Yes. The moment the trade went one tick against me.
So, how should I set my stop? At 1 tick below entry? 3? 5? 50? 500? 5000?
There is no technically-correct stop level.
Every position I have entered has been inherently wrong, because every position I have entered has gone red at some point in it's life. I have never ever ever seen a trade where it went up from the entry point without looking back. EVER.
Again, I ask you...where the fuck should I place my stop?
At what level does a trade go TRULY bad?
Nobody has the answer man, because nobody can forward test the market, without forward testing it. See every year since 1901 or whatever.
.where the fuck should I place my stop?
Perfection, that's your answer to the question? Really?
If so, you are destined to fail at trading...

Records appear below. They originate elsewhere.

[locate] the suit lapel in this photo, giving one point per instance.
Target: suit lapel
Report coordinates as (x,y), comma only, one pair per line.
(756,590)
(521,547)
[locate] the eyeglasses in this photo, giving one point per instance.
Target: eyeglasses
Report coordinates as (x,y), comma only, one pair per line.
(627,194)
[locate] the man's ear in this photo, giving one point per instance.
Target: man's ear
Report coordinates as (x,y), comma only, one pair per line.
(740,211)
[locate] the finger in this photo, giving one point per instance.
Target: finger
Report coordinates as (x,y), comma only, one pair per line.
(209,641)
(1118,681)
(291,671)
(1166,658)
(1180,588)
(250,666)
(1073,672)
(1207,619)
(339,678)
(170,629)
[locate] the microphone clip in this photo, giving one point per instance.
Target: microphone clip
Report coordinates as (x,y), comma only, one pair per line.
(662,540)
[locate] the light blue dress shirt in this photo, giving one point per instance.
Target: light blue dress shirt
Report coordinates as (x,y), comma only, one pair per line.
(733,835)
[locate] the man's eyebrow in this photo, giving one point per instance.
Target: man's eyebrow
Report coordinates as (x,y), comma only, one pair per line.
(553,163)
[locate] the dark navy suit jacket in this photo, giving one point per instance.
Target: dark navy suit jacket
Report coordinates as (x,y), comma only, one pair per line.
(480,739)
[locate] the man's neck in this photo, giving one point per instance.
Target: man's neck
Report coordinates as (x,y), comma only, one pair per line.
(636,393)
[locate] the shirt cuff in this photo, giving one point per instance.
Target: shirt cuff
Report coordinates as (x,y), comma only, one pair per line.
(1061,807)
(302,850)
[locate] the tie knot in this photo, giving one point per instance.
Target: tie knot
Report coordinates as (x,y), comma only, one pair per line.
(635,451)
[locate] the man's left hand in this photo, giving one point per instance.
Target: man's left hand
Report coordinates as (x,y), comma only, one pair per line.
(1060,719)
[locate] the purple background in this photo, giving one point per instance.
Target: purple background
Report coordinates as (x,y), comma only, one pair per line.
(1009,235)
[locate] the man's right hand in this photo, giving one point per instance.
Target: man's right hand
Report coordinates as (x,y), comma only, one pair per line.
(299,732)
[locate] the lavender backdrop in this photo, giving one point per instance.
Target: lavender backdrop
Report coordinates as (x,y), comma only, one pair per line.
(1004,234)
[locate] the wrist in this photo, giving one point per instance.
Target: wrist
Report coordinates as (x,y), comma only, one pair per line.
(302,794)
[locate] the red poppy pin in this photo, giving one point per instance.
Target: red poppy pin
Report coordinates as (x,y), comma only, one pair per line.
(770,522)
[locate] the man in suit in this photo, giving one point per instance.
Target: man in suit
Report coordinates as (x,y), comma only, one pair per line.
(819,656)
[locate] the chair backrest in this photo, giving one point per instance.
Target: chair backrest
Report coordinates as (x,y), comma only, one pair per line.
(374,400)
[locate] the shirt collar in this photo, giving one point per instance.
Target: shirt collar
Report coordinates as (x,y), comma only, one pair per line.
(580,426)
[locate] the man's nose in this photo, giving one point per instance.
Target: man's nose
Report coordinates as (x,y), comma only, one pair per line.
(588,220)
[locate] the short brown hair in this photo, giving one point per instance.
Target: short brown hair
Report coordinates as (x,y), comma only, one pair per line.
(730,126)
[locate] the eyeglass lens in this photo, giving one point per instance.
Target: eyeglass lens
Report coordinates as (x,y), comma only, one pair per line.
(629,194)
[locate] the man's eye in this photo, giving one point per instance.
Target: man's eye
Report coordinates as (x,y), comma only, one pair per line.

You didn't answer my question. At what point does a trade go TRULY bad?
...
If I recall, you expect and rely on the existence of "perfection", therefore item 2 won't apply to you. Too bad for you.
Continuing the holds...
View attachment 269115
As an aside, here's what it looks like to be a swing trader in a market like this. The following is from Tuesday's statement, the previous 5 trading sessions' open PnL (redacted a bit, of course)...
View attachment 269116
Talk about bi-polar!
what's your account size? looking at these numbers doesn't mean much without context. At 100k, this is just 3% down.
Do you ever add at any point to improve average entry? If index bounce most times, it makes sense to add at every 5% drop or something like that. Most times you probably just have 4-5 positions. But since it's futures, you gotta deal with rollover.